Durante as entrevistas, principalmente a individual, percebi que Sara tem grande dificuldade em se concentrar, muitas vezes mudando de assunto, ou concluído de forma totalmente desconecta com a pergunta.

Ao observar um pouco da dinâmica de Sara e Carmem, percebemos ser uma relação invasiva, na verdade mais do que isso, em muitos momentos me parece que “Sara” se coloca e é colocada como uma extensão de sua mãe.

Avisei algumas vezes que a entrevista deveria ser realizada apenas com “Sara”, porém “Carmem”, como já foi dito, nos acomodou em uma sala que ficava do lado do local em que ela estava, possibilitando ouvir toda a conversa, além de facilitar as possíveis intervenções, interrupções e adendos que gostaria de fazer, não tendo muito espaço para sua filha desejar, como no exemplo:

“B: É o que é assunto de mulher?

S: Sobre TPM, sexualidade.. essas coisas... B: TPM... você tem TPM?
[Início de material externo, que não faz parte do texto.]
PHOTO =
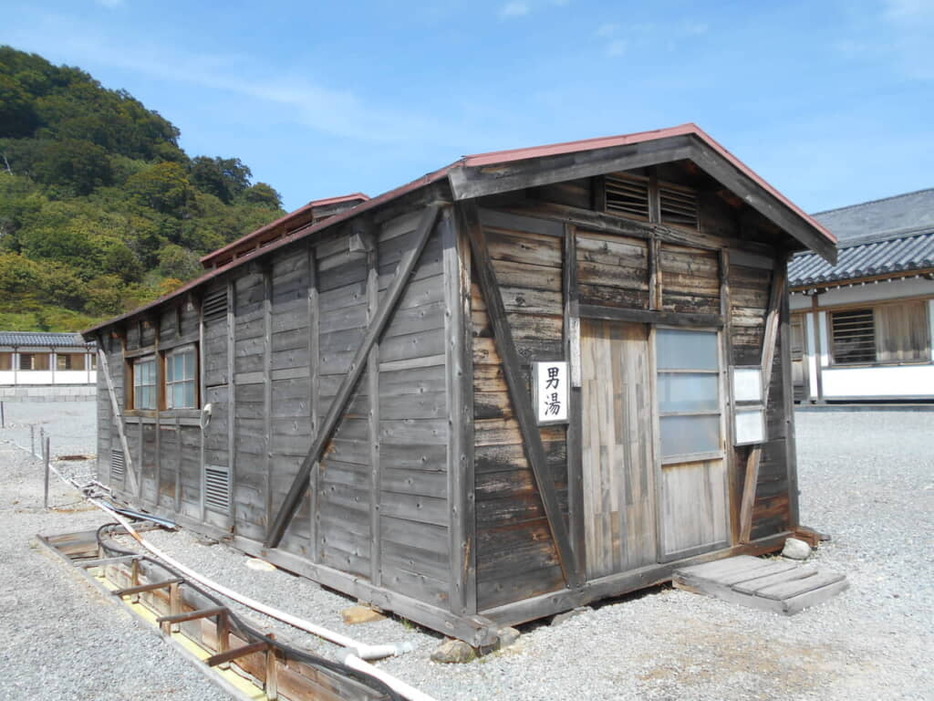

S: Bem.. não sei bem se eu sinto.. é mais ou menos. C: Fala direito.... seja objetiva!

S: Minha mãe é mais boa do que eu, sabe? Se eu tenho TPM...então deu certo.

B: Deu certo?(risos) S: Deu tudo certo!(risos)

C: Você tem TPM ou não tem? S: Ai eu não sei se eu tenho.. C: Claro que não tem!

S: Ai eu não tenho (risos)”

Observa-se que é a detentora de um saber que deveria ser próprio de Sara, que é o saber de seu estado de humor, é a mãe quem esclarece a própria Sara o que ela esta sentindo, esse é um exemplo dentro vários.

Além de se colocar como detentora do saber total sobre o corpo de Sara ela também decide o que deverá ser contado, muitas vezes percebe-se que ela não quer comentar o assunto e a mãe a obriga, chegando a muitas vezes contar a história sem a autorização da filha.

Ao contrário do que era levado a crer pela análise feita, Sara nunca havia entrado em contato com a falta, porém a mãe conta que Sara namorou um menino e com o termino do relacionamento ela chorava muito e se desesperava, isso nos leva a crer que a experiência de perder o objeto de amor, é algo que para ela se torna impossível, dessa maneira, se coloca como completa frente a suas relações, pois se houver a perda ela não sentirá.